George Has a Point
Since The Big Speech a week ago, George and his minions have been explaining their patent lunacy to the American people. The Sunday talkfest justifications are the same lame excuses they've made before, but among their central talking points is one about which they are frighteningly correct.Iraq will be a blood bath if American withdraws.
The Bubbling Cauldron of Hate
Iraq is a bubbling cauldron of animus inhabited by zealots with centuries-old vendettas to carry out. Like the Hatfields and McCoys, they forgot the reasons for the original slights long ago, but their hatred remains as unfettered as it was on Day One. They've existed as a country only so long as a steel-fisted dictator has crushed them into faux obedience. Now, without a Saddam, they're left to their own hateful devices - which include killing anyone not of their own tribe.
After a belated spread the fruits of freedom justification, American soldiers are caught in the vicious crossfire. The Lunatic-in-Chief blundered them onto the mean streets of Baghdad, but those blunders don't matter to the impersonal bullets that fly thick as killer bees.
Too Little, Too Late
The President puffs that Iraq will be a bloodbath if America leaves, but forgets - with characteristic disregard for reality - that it already is. While he's been trying to edit the dictionary to include a more amenable definition of civil war, the Iraqis have engaged in one and are already far along the road.
An overwhelming majority decries his latest plan for victory as nothing more than sending 21,500 more bodies into the gnashing maw of history, but a central question remains. Will we and the Iraqis be worse off by leaving than by staying?
The most truthful answer to that question is, nobody knows.

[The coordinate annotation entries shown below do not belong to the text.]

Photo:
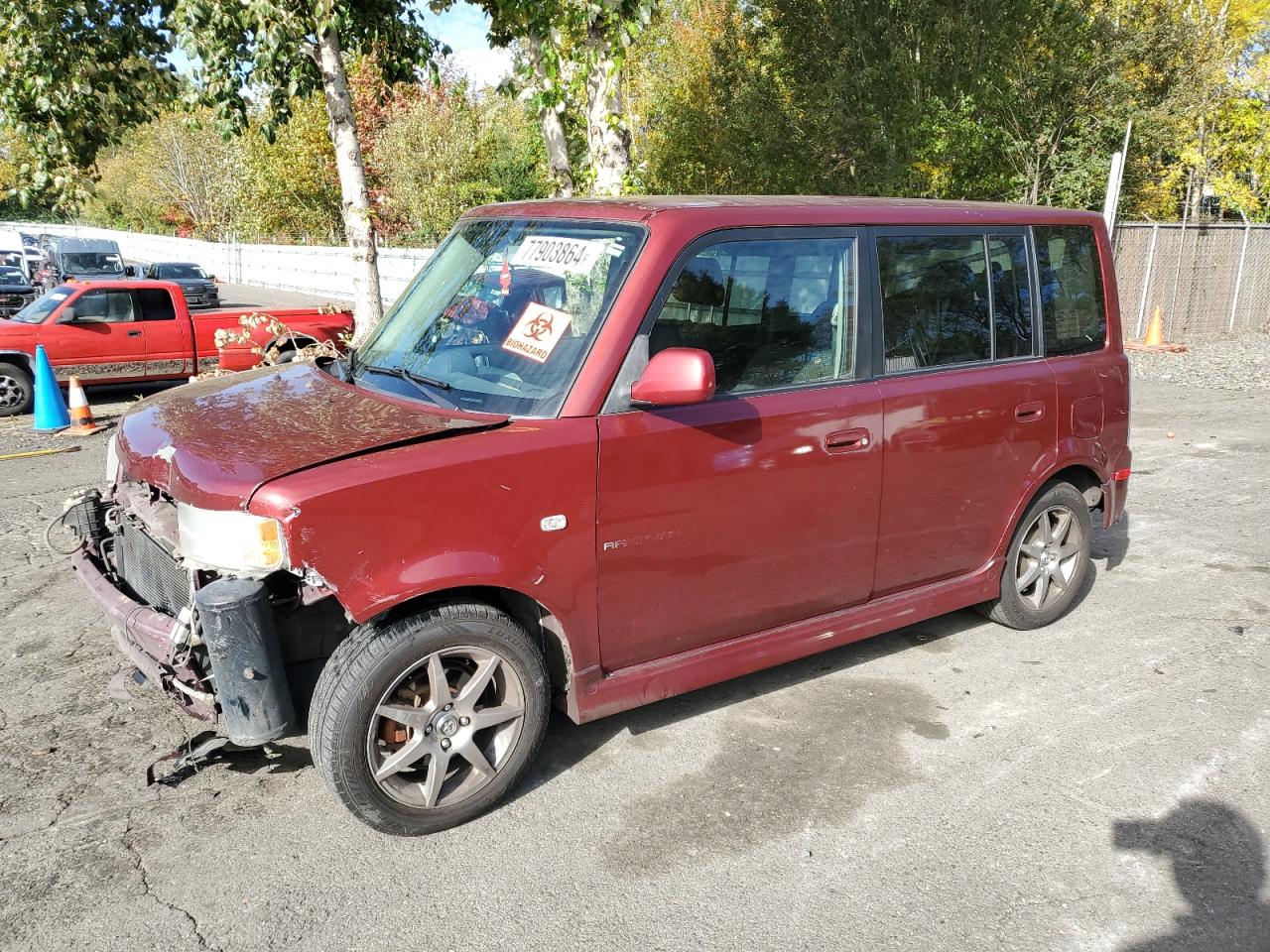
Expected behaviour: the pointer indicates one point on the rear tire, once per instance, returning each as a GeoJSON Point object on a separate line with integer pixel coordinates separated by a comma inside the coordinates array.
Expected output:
{"type": "Point", "coordinates": [1047, 561]}
{"type": "Point", "coordinates": [426, 722]}
{"type": "Point", "coordinates": [17, 391]}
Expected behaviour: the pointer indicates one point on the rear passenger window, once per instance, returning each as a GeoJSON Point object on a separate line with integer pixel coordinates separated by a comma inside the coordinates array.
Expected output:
{"type": "Point", "coordinates": [155, 304]}
{"type": "Point", "coordinates": [1072, 302]}
{"type": "Point", "coordinates": [771, 312]}
{"type": "Point", "coordinates": [1011, 298]}
{"type": "Point", "coordinates": [934, 299]}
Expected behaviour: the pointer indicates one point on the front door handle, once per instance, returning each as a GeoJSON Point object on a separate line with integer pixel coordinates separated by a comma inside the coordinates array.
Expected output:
{"type": "Point", "coordinates": [1034, 411]}
{"type": "Point", "coordinates": [847, 440]}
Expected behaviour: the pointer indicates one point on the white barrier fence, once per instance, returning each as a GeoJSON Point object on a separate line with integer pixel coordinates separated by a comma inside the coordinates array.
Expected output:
{"type": "Point", "coordinates": [314, 270]}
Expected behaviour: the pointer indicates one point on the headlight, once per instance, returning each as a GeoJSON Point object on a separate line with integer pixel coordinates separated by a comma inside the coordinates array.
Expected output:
{"type": "Point", "coordinates": [112, 460]}
{"type": "Point", "coordinates": [230, 540]}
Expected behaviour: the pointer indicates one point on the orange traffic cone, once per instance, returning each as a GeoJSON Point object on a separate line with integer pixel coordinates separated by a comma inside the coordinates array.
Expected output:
{"type": "Point", "coordinates": [81, 414]}
{"type": "Point", "coordinates": [1155, 330]}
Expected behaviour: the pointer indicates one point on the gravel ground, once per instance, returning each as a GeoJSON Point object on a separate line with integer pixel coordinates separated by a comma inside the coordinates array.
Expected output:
{"type": "Point", "coordinates": [1096, 785]}
{"type": "Point", "coordinates": [1224, 363]}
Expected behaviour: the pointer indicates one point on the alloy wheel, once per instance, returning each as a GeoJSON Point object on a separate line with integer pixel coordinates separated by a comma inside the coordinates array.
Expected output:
{"type": "Point", "coordinates": [12, 393]}
{"type": "Point", "coordinates": [1049, 557]}
{"type": "Point", "coordinates": [444, 728]}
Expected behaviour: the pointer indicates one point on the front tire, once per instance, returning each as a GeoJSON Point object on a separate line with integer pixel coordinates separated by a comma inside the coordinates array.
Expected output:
{"type": "Point", "coordinates": [1047, 561]}
{"type": "Point", "coordinates": [17, 391]}
{"type": "Point", "coordinates": [426, 722]}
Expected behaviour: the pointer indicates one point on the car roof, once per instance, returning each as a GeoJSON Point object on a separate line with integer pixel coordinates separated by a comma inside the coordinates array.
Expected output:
{"type": "Point", "coordinates": [789, 209]}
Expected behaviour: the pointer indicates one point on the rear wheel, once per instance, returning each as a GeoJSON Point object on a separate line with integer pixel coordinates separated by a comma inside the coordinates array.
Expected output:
{"type": "Point", "coordinates": [17, 393]}
{"type": "Point", "coordinates": [426, 722]}
{"type": "Point", "coordinates": [1047, 561]}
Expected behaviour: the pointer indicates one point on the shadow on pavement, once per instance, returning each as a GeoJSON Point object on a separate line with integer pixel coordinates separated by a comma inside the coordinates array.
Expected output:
{"type": "Point", "coordinates": [1219, 867]}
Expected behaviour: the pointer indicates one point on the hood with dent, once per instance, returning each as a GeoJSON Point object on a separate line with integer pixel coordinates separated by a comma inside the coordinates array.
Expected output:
{"type": "Point", "coordinates": [213, 443]}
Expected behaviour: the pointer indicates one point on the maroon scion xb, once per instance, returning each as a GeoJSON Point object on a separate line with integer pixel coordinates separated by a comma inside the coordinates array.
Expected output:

There have been almost as many proposals for the way forward as people suggesting them. There's a good reason it's so hard to find a workable solution to the problem - there isn't one. Stay - thousands die. Leave - thousands die. Increase troop levels - thousands die. Pull out - thousands die.
Damage Control
I was against the invasion from the beginning, but once we were there I felt sending in troops to stabilize the place was best. In those early days it was still possible to salvage something worthwhile. These days, not so much. We've unleashed a malevolent genie from the bottle and there's nothing to do now but damage control.
History suggests that damage control is the one thing - among many - that Bush is most incompetent at. In fact, his pitiful brand of damage control is what got us here. The time is long overdue to wrest control from the Loon-in-Chief before the problem gets worse. As a country, we must concede that regardless of the actions chosen, we're stuck with Iraq for many years to come. That is as salient a fact as the Iraqi will to kill everyone on sight.
Iraqi Problem
George harps that only Iraqis can solve this mess. Although his churlish statement that, "the Iraqi people owe the American people a huge debt of gratitude" is brazenly disingenuous, I agree. You can't build democracy at the point of a gun.
Let's withdraw to the sidelines where we can keep an eye on things and respond only if the bloodletting becomes a neighborhood affair. It won't be pretty. Make no mistake, blood will flow in the streets and the Middle East tinderbox will smolder with more intensity. It's a risky strategy based more on gut than solid predictions of other people's illogical behavior, but it is truly the lesser of dozens of evils. The only victory now is the one that doesn't kill more soldiers fighting a war that we started but someone else must finish.
It's time to do something, but it's just incredibly sad it has to be us.